Rat brain cytosolic acyl‐CoA hydrolase has been purified 3,500‐fold to apparent homogeneity using heat treatment, ammonium sulfate fractionation followed by anion exchange, hydrophobic interaction, and hydroxyapatite chromatography. The purified enzyme remains stable only in the presence of a high concentration (30%, vol/vol) of ethylene glycol. On sodium dodecyl sulfate‐polyacrylamide gel electrophoresis the purified enzyme shows a single band of 40.9 kDa. However, on high‐performance size‐exclusion chromatography the migration rate of the enzyme corresponds with an apparent molecular mass of 148 kDa, indicating that the native enzyme may be a tetramer. The enzyme catalyzes the hydrolysis of fatty acyl‐CoAs from six to 18 carbon chains long, having the highest activity for lauroyl (12:0)‐CoA. For the purified enzyme the K m for palmitoyl‐CoA is 5.8 µ M and the V max is 1,300 µmol/min/mg of protein.

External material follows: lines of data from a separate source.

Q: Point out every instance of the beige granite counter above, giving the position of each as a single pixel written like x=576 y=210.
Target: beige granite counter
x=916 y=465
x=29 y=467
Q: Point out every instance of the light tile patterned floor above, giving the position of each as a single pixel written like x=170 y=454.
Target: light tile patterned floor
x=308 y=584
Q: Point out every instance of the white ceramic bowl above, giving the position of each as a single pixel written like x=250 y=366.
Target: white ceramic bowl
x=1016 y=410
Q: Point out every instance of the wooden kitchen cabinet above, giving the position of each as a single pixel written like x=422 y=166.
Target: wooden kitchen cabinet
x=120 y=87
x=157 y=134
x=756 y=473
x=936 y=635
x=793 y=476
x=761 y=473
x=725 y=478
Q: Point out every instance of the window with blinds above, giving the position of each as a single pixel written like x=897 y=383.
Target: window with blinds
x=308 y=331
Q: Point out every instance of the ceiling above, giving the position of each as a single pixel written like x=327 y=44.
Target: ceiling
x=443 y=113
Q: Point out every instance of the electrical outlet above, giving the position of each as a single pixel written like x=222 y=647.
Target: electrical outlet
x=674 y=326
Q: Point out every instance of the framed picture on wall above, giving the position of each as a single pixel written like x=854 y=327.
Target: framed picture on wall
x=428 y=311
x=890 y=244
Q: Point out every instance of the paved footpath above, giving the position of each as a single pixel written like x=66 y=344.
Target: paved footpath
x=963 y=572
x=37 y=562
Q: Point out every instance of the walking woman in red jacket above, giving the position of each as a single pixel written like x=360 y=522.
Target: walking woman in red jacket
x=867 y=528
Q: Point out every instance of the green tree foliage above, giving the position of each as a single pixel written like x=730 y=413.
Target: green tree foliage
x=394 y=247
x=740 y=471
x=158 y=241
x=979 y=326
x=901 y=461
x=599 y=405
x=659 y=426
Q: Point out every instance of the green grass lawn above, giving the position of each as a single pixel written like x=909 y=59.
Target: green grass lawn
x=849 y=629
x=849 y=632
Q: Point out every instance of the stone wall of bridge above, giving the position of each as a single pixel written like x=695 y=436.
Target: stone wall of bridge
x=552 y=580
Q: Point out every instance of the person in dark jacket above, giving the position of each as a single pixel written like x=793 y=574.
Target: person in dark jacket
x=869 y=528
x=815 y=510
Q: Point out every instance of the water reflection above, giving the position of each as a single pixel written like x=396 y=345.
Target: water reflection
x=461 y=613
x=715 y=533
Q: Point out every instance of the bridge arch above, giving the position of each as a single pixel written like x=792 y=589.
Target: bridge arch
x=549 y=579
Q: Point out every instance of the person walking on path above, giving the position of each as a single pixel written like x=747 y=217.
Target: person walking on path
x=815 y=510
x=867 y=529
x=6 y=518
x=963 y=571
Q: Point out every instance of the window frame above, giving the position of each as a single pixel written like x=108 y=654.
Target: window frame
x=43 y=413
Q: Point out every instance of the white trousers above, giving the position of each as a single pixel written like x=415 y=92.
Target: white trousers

The enzyme is inhibited by bovine serum albumin, various detergents, lysophosphatidylcholine, and palmitoyl carnitine. Among the sulfhydryl agents, only p ‐hydroxymercuribenzoate inhibited the enzyme. The enzyme is also inactivated by treatment with a high concentration of diethyl pyrocarbonate, an active center histidine‐reacting agent, but not by phenylmethylsulfonyl fluoride (10 m M ), a serine esterase inhibitor. The purified enzyme does not appear to possess any O ‐ester hydrolase, lysophospholipase, transacylase, or acyltransferase activity.